6. Conclusion: Building Better Cohorts, Faster

Phenotype quality determines research quality. An incomplete concept set means an incomplete cohort, which means biased results. The traditional approach - manually browsing ATHENA, relying on expert intuition, hoping you haven’t missed a code - doesn’t scale. OMOPHub makes the vocabulary mechanics fast: hierarchy traversal to capture all subtypes, cross-vocabulary mapping to ensure portability, semantic search to discover concepts you didn’t know to look for, and relationship exploration to build multi-domain phenotypes. What used to take days of manual vocabulary work becomes a set of API calls. The clinical judgment - deciding which concepts belong in your phenotype and which don’t - still requires human expertise.

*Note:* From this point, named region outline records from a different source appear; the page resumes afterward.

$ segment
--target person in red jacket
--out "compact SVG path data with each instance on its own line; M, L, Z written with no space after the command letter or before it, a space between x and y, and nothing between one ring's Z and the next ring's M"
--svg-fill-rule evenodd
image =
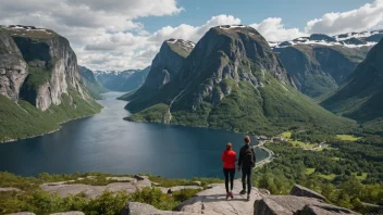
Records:
M226 144L226 150L223 151L222 153L222 161L223 161L223 175L225 176L226 199L228 199L228 197L233 199L234 198L233 180L235 175L235 162L237 161L237 156L235 154L235 151L233 151L232 143L230 142ZM231 185L230 192L228 192L228 176L230 176L230 185Z

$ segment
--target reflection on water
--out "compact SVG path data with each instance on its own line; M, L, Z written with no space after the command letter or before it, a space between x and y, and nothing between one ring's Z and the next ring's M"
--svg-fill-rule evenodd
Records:
M0 144L0 170L23 176L39 173L149 173L163 177L222 177L226 142L236 151L243 135L224 130L132 123L121 93L106 93L100 114L73 121L62 129ZM257 160L267 157L257 151Z

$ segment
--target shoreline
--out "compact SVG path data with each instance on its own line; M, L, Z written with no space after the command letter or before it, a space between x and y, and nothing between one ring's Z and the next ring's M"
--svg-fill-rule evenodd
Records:
M274 152L264 147L264 143L267 143L267 142L268 141L262 141L261 140L261 141L259 141L259 143L257 146L255 146L255 148L259 148L259 149L261 149L261 150L263 150L263 151L269 153L269 156L267 159L263 159L262 161L256 163L256 167L255 168L258 168L258 167L261 167L264 164L271 163L273 161L273 159L274 159Z
M102 106L102 109L103 109L103 106ZM101 110L102 110L102 109L101 109ZM10 139L10 140L0 141L0 144L2 144L2 143L10 143L10 142L16 142L16 141L20 141L20 140L26 140L26 139L32 139L32 138L37 138L37 137L42 137L42 136L46 136L46 135L51 135L51 134L53 134L53 132L59 131L59 130L62 128L62 125L65 124L65 123L69 123L69 122L72 122L72 121L77 121L77 119L83 119L83 118L88 118L88 117L95 116L95 115L97 115L97 114L99 114L99 113L101 113L101 111L98 112L98 113L96 113L96 114L92 114L92 115L86 115L86 116L81 116L81 117L76 117L76 118L70 118L70 119L67 119L67 121L58 123L58 125L59 125L59 128L58 128L58 129L50 130L50 131L47 131L47 132L44 132L44 134L38 134L38 135L34 135L34 136L28 136L28 137L26 137L26 138L18 138L18 139Z

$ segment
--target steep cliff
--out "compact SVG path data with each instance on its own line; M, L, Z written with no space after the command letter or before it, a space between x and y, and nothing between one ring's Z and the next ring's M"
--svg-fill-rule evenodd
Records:
M8 31L0 28L0 94L17 102L28 75L27 64Z
M121 86L121 91L132 91L141 87L149 74L150 66L136 71L131 77L126 79L126 81Z
M334 113L355 118L373 130L383 128L383 40L368 53L355 73L321 104Z
M264 38L246 26L211 28L153 101L146 110L127 104L141 111L127 119L257 134L291 126L342 129L348 122L300 94Z
M323 39L319 36L314 38ZM335 91L366 58L369 49L370 47L296 45L274 48L274 52L297 88L311 98L318 98Z
M161 46L160 52L151 63L145 84L134 93L123 96L121 99L131 101L126 109L138 111L157 103L157 93L166 84L173 80L185 59L195 45L182 39L169 39Z
M95 77L95 74L92 71L85 66L78 66L79 72L82 74L82 80L87 87L90 96L92 96L95 99L102 99L100 93L108 92L107 90Z
M9 26L0 27L0 141L46 134L100 111L65 38L48 29Z

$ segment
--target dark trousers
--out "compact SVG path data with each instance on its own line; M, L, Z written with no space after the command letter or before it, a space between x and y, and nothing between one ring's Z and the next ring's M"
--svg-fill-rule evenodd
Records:
M235 168L223 168L223 175L225 175L225 188L226 188L226 192L228 192L228 176L230 176L231 190L233 190Z
M252 174L251 167L242 168L242 187L243 187L243 190L246 190L246 182L247 182L247 194L250 194L251 192L251 174Z

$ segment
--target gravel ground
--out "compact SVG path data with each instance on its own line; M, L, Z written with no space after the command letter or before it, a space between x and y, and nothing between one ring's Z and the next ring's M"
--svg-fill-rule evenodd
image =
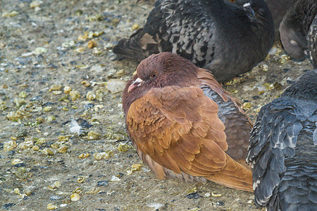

But OMOPHub gives that expertise a comprehensive starting set to work with, rather than a handful of codes pulled from memory. Start with your favorite condition. Search for it, expand its descendants, map it to ICD-10-CM, and explore its relationships. You’ll almost certainly discover concepts you would have missed manually. That’s the difference between a phenotype that works and one that leaks.